The memory control circuit 16 controls the A/D converter 5, the signal 
processing circuit 6, the memory circuit 7 and the D/A converter 8 by the 
field angle setting signal output from the microcomputer 11 to perform 
electronic zooming based on cutting out a desired region in the picture 
frame and performing enlargement/interpolation processing. 
That is, if a field angle at which an image in the picture frame is to be 
cut out and enlarged by electronic zooming is designated through the 
operating section 18, the microcomputer 11 outputs, on the basis of the 
designation, a field angle setting signal to the scanning timing pulse 
generator 1 and controls driving thereof to read out an image pickup 
signal corresponding to the cutting-out field angle from the image pickup 
device 2. A signal corresponding to the region set in the picture frame is 
thereby obtained. 
The field angle setting signal is also supplied to the memory control 
circuit 16 to control the process of converting the signal of the region 
set in the picture frame from the analog form into the digital form, 
performing predetermined signal processing of the converted signal, 
controlling the writing rate and writing addresses to store the processed 
signal in the memory 7, controlling the reading rate and reading addresses 
at the time of reading out data in the memory and simultaneously 
performing processing for enlargement of the image, average-value 
interpolation and the like. 
The field angle setting signal is also supplied to the gate control circuit 
15. The gate circuit 14 is thereby controlled to limit the size and the 
position of the distance measuring region 5c so that the distance 
measuring region 5c is always positioned within the region 5b of the field 
angle at which image is cut out by electronic zooming. 
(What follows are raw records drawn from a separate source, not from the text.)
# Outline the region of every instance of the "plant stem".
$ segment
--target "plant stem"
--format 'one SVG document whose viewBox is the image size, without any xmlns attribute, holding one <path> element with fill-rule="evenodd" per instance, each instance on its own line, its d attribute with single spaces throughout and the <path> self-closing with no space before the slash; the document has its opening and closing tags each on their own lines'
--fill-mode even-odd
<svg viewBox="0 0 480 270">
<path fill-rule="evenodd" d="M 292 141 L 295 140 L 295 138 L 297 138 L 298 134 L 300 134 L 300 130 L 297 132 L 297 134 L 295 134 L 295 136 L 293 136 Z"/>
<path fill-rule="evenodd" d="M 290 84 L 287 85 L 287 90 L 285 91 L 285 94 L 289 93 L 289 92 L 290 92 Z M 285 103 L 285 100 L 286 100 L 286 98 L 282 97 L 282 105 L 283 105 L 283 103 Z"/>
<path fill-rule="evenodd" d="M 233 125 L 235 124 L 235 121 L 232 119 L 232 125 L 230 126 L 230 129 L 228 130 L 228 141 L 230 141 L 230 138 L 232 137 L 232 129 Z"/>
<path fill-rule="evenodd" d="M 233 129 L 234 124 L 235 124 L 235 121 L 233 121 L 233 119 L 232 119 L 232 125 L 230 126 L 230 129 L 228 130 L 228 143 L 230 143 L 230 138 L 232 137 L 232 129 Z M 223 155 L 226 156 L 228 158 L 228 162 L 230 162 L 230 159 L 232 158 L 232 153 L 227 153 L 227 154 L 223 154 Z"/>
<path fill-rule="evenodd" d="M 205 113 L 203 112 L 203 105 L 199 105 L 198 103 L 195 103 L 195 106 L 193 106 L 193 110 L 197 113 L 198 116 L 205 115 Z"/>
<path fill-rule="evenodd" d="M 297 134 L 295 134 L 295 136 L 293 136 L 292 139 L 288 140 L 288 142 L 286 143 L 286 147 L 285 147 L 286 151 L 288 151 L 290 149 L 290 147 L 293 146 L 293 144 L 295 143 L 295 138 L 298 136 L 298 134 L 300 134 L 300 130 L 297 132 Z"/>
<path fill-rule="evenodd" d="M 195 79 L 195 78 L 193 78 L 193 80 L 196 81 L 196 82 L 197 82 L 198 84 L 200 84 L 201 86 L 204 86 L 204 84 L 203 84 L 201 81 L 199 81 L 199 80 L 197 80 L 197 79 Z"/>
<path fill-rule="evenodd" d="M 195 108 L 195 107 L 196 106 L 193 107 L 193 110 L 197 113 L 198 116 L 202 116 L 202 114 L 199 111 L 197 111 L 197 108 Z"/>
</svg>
It is thereby possible to perform focusing always accurately with respect 
to the set field angle by preventing occurrence of a situation where the 
distance measuring region includes, as shown in FIG. 5, image information 
other than the information limited by the field angle at which the image 
is cut out by electronic zooming. 
The gate control circuit 15 is simultaneously controlled by a control 
signal 11a which is output from the microcomputer 11. The control signal 
11a serves for a control such that the size of the distance measuring 
region is changed according to, for example, the depth of field which 
changes depending upon the focal length of the lens and the aperture and 
other factors. 
It may be understood that the field angle setting signal limits the control 
signal 11a so that the distance measuring region is always set within the 
area of the field angle set by electronic zooming. 
While the present invention has been described with respect to what 
presently are considered to be the preferred embodiments, it is to be 
understood that the invention is not limited to the disclosed embodiments. 
To the contrary, the present invention is intended to cover various 
modifications and equivalent arrangements included within the spirit and 
scope of the appended claims. The scope of the following claims is to be 
accorded the broadest interpretation so as to encompass all such 
modifications and equivalent structures and functions.